Tree Surgery

We offer a high quality, professional tree surgery service which includes:

Crown reduction:

The ends of all branches are reduced in length, back to suitable ‘growth points’ (side branches). As a result the entire tree crown is reduced in size and volume whilst retaining the natural shape. This procedure can hugely increase the amount of light and space in your garden.

Crown thinning:

Branches are removed from within the tree crown in order to make it uniformly less dense. The natural shape of the tree is unaffected, but wind resisitance is reduced and there is a significant amount of light and air filltering through the crown. This is an important aspect of fruit tree pruning as increasing the air circulation within the crown reduces the risk of fungal diseases and helps ripen fruit.

Crown lifting:

This is normally achieved by removing the lowest branches, of the crown, to a specified height. This is an effective way of increasing the amount of light into your garden without removing the whole tree.

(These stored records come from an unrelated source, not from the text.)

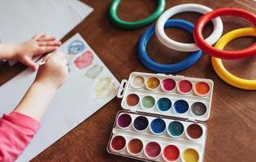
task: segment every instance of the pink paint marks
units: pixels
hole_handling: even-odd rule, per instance
[[[180,93],[189,93],[193,88],[193,84],[189,80],[181,80],[178,83],[178,90]]]
[[[162,83],[162,89],[164,92],[171,92],[176,87],[176,83],[172,79],[166,79]]]
[[[92,65],[93,61],[93,53],[91,51],[86,51],[78,57],[74,63],[78,69],[85,69]]]
[[[145,146],[145,152],[149,158],[156,159],[161,153],[161,146],[156,142],[150,142]]]

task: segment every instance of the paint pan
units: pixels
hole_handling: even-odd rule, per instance
[[[171,101],[169,98],[160,98],[156,104],[157,109],[161,112],[168,111],[171,107]]]
[[[135,130],[143,132],[149,127],[149,120],[144,116],[137,117],[132,122],[132,126]]]
[[[165,122],[160,117],[154,119],[150,126],[151,132],[158,135],[162,134],[165,131],[166,127]]]
[[[181,159],[184,162],[198,162],[199,154],[193,148],[187,148],[182,152]]]
[[[114,137],[111,141],[111,148],[115,152],[119,152],[124,150],[126,147],[126,140],[124,137],[118,135]]]
[[[163,151],[163,158],[167,162],[175,162],[180,158],[180,149],[175,145],[167,145]]]
[[[129,94],[126,96],[126,104],[129,107],[135,107],[140,102],[140,97],[137,94]]]
[[[141,105],[145,109],[152,109],[155,104],[155,100],[151,96],[145,96],[141,100]]]
[[[141,75],[133,76],[131,84],[135,88],[141,88],[145,85],[145,79]]]
[[[132,156],[137,156],[141,154],[143,151],[143,143],[139,139],[132,139],[129,141],[127,151]]]
[[[184,134],[184,126],[179,121],[173,121],[170,122],[167,130],[171,137],[179,138]]]
[[[118,126],[119,120],[122,117],[129,118],[128,117],[132,119],[132,127],[120,129]],[[198,162],[202,162],[206,126],[197,122],[123,110],[116,116],[108,151],[143,161],[171,162],[187,160],[188,157],[192,157],[192,160],[200,157]],[[125,124],[125,126],[128,125]],[[197,131],[193,132],[197,130],[194,127],[197,126],[202,131],[199,135]],[[184,132],[188,134],[183,135],[185,134]],[[187,135],[191,137],[188,138]],[[195,137],[199,137],[197,139],[200,140],[191,139]],[[184,151],[187,148],[192,150]]]
[[[184,100],[179,100],[174,103],[173,108],[176,113],[184,113],[189,110],[189,105],[187,101]]]
[[[198,140],[202,137],[202,128],[198,124],[191,124],[186,130],[186,136],[190,140]]]
[[[197,82],[194,86],[193,91],[196,95],[199,96],[205,96],[210,92],[210,86],[206,82]]]
[[[205,122],[210,117],[213,84],[205,79],[133,72],[128,80],[122,80],[118,97],[123,98],[124,109]],[[197,102],[206,110],[202,105],[196,109],[198,104],[193,104]]]
[[[107,151],[143,161],[203,162],[213,86],[206,79],[132,73],[118,91],[125,110]]]
[[[161,87],[163,92],[171,92],[175,90],[176,83],[172,79],[166,79],[162,82]]]
[[[150,77],[146,79],[145,87],[150,90],[157,90],[160,86],[160,79],[157,77]]]
[[[189,80],[181,80],[178,83],[178,91],[181,94],[188,94],[193,89],[193,84]]]
[[[132,124],[132,117],[128,113],[121,113],[117,118],[117,126],[119,128],[126,129]]]
[[[157,159],[161,155],[161,146],[157,142],[148,143],[145,147],[145,155],[151,160]]]
[[[207,111],[207,107],[202,102],[195,102],[191,105],[190,110],[195,117],[203,116]]]

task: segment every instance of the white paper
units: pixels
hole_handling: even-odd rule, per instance
[[[57,92],[44,115],[40,130],[17,161],[24,162],[33,159],[116,95],[117,88],[119,86],[119,82],[79,34],[66,41],[60,49],[67,52],[67,45],[75,40],[82,40],[85,45],[85,49],[77,53],[72,59],[69,59],[69,62],[73,62],[77,57],[85,53],[85,51],[92,52],[93,62],[89,62],[91,65],[88,64],[89,66],[85,69],[78,69],[76,65],[70,66],[70,75],[67,83]],[[70,58],[68,54],[67,57]],[[102,67],[102,72],[97,78],[89,79],[85,75],[96,66]],[[92,74],[93,75],[94,73]],[[0,87],[1,116],[14,109],[34,80],[35,75],[36,72],[32,72],[28,69]],[[97,99],[95,89],[97,89],[98,83],[104,79],[111,80],[111,83],[102,82],[102,85],[98,87],[101,88],[102,85],[107,87],[114,86],[115,92],[112,92],[109,96],[102,99]],[[106,91],[101,94],[105,93]]]
[[[41,32],[61,40],[92,11],[77,0],[0,0],[0,40],[21,43]]]

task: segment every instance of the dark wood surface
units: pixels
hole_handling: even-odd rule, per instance
[[[94,11],[63,40],[80,32],[119,81],[128,79],[132,71],[152,72],[141,65],[137,53],[138,39],[146,27],[134,31],[118,29],[109,21],[108,8],[111,0],[84,2],[93,7]],[[201,3],[213,9],[239,7],[256,13],[254,11],[256,2],[251,0],[167,0],[166,9],[186,2]],[[124,0],[118,12],[120,18],[125,20],[137,20],[150,15],[155,6],[154,0]],[[174,17],[195,23],[200,16],[200,14],[186,12]],[[239,18],[224,16],[222,19],[224,24],[223,33],[235,28],[252,26]],[[183,30],[166,31],[170,37],[176,40],[193,41],[192,35]],[[205,36],[209,36],[211,31],[212,24],[209,23],[204,31]],[[226,49],[246,48],[254,41],[255,38],[253,37],[240,38],[228,44]],[[154,60],[166,64],[180,61],[189,54],[165,48],[155,36],[150,40],[147,50]],[[224,66],[237,76],[256,79],[255,57],[224,61]],[[8,67],[6,63],[2,62],[0,83],[4,83],[24,69],[24,66],[20,64]],[[211,79],[215,82],[210,117],[206,122],[208,137],[205,161],[255,161],[256,92],[241,90],[222,81],[214,71],[210,57],[206,54],[193,66],[178,75]],[[106,148],[115,117],[122,109],[120,102],[120,99],[115,98],[33,161],[133,161],[134,160],[108,154]]]

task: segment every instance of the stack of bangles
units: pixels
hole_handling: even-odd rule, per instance
[[[116,10],[121,0],[114,0],[110,11],[111,21],[119,28],[131,30],[140,28],[152,23],[159,16],[156,25],[152,25],[146,29],[138,43],[139,58],[141,62],[149,69],[161,73],[176,73],[184,70],[195,64],[202,57],[203,51],[211,56],[211,62],[215,72],[226,83],[241,89],[256,90],[256,80],[244,79],[230,74],[225,69],[221,61],[221,59],[237,59],[255,55],[256,43],[247,49],[237,51],[225,51],[223,49],[228,43],[234,39],[242,36],[256,36],[256,28],[236,29],[222,36],[223,26],[219,17],[223,15],[241,17],[256,26],[256,15],[254,14],[237,8],[221,8],[213,11],[207,6],[193,3],[171,7],[162,14],[164,11],[165,1],[157,0],[158,4],[157,10],[150,17],[137,22],[125,22],[118,19],[116,14]],[[185,20],[170,19],[178,13],[185,11],[199,12],[203,14],[203,15],[197,20],[195,26]],[[210,20],[213,23],[214,30],[204,40],[202,30]],[[180,43],[171,40],[164,32],[164,28],[182,28],[193,33],[195,43]],[[146,45],[154,32],[159,41],[167,48],[177,51],[192,52],[191,54],[184,60],[171,65],[164,65],[153,61],[147,54]],[[211,46],[214,44],[215,44],[215,47]]]

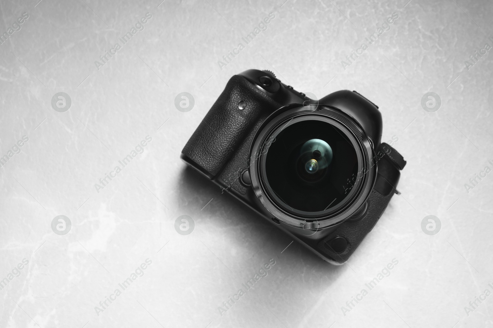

Completely removing the tree at the ground.

Sectional felling:

Carefully dismantling a tree in small sections from the top down. This operation is usually undertaken in confined spaces where felling is not possible.

Dead wooding:

The removal of dead or dying branches is usually carried out for safety and aesthetics. Larger dead branches can be safely retained (in order to provide habitat for birds and insects) by reducing their length and weight.

Fruit tree pruning:

Regular pruning ensures trees are kept to their desired shape as well opening the canopy to allow light and air to pass through, this enables better ripening of the fruit and helps prevent a build up of diseases.

Renovation pruning of neglected or badly pruned trees. This requires a ‘slow and steady’ approach over a period of three to five years, removing a small percentage of the canopy each time. This process treats older trees gently and encourages new healthy growth, larger, sweeter and better keeping fruit and allows sunlight and the free flow of air to pass through the canopy.